You asked me once whether I thought the science told us whether Floyd doped, and I replied that I really couldn't tell with any surety. This is why. While I can't prove he didn't dope, this science isn't good enough, in my view, to prove that he did. When I combine this with a) generally crummy chromatography, b) poor lab practices (e.g. white-out), c) the fact that the blank urine was “positive” (for me, indicating some possible machine bias) and d) the fact that I was influenced by Amory’s testimony, I still have enough doubt that the excellence of your logic doesn't push me over the hump.

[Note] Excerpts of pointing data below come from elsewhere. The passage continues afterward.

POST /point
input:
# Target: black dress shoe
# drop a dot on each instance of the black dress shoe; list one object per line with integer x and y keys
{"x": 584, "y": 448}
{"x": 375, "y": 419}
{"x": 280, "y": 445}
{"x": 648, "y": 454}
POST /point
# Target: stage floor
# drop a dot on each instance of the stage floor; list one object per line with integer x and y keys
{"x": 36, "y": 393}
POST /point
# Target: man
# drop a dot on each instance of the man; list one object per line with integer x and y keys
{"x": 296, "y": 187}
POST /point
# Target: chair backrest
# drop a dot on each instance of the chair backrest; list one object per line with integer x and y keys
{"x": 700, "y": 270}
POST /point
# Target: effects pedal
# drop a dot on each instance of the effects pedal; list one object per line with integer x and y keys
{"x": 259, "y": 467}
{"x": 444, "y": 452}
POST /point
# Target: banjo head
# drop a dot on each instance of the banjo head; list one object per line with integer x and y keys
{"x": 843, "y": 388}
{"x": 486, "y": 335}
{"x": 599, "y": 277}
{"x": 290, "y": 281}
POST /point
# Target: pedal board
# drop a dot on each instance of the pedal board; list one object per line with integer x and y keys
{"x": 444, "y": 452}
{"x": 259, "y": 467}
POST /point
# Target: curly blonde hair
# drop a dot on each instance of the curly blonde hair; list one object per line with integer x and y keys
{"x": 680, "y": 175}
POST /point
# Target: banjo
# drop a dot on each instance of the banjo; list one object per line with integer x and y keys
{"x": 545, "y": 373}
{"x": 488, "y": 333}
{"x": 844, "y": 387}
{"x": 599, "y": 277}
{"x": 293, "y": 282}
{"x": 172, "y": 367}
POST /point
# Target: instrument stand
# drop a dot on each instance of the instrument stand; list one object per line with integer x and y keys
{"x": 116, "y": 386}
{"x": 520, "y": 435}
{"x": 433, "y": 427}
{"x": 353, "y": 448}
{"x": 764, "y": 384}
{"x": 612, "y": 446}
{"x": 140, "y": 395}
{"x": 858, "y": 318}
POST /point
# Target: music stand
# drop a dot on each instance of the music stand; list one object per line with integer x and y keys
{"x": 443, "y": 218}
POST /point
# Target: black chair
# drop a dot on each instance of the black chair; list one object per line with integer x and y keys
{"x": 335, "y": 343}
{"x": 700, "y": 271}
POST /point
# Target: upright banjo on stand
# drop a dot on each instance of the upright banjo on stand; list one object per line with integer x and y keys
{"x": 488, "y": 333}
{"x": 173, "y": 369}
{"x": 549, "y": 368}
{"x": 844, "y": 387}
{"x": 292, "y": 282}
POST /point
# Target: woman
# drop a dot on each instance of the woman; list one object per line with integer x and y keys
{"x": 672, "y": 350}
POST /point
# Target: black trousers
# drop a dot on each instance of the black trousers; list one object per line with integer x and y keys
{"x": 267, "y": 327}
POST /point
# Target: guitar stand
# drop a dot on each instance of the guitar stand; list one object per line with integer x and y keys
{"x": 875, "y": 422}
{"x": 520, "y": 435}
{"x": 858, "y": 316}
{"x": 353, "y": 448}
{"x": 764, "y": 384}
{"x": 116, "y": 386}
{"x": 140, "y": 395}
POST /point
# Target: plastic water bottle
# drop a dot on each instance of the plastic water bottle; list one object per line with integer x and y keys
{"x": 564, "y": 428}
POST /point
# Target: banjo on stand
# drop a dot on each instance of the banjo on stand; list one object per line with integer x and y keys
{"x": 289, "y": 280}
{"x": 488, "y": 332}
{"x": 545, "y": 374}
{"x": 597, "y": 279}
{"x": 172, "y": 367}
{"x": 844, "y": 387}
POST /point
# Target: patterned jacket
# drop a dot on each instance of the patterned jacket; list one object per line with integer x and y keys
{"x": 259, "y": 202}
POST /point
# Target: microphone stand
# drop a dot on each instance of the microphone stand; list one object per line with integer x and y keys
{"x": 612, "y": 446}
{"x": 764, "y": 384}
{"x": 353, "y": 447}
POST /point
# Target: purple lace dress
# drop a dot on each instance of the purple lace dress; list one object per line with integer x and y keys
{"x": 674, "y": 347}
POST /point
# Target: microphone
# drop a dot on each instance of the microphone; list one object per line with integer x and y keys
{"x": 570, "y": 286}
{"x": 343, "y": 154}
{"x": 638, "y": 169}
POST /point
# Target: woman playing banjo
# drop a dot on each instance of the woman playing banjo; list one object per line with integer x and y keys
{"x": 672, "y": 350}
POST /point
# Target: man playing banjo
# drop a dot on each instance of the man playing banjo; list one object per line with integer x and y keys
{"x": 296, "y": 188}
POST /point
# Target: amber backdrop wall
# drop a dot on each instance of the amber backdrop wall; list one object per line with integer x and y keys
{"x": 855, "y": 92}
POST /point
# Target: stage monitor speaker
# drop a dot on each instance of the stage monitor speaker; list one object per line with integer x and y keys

M, I don't have time to engage in a huge running debate (it takes me a long time to write these things!). I feel that I've never effectively been able to communicate to you why I feel so strongly (and why I think it’s important technically) that all of the metabolites needed to be in the cal-mix (probably one at a time). Hopefully, I got a little closer this time.

Cheers

Larry said...

D-Bob, great post! Thank you.

TBV, can you copy this so that it also shows under the 5bA anchor discussion?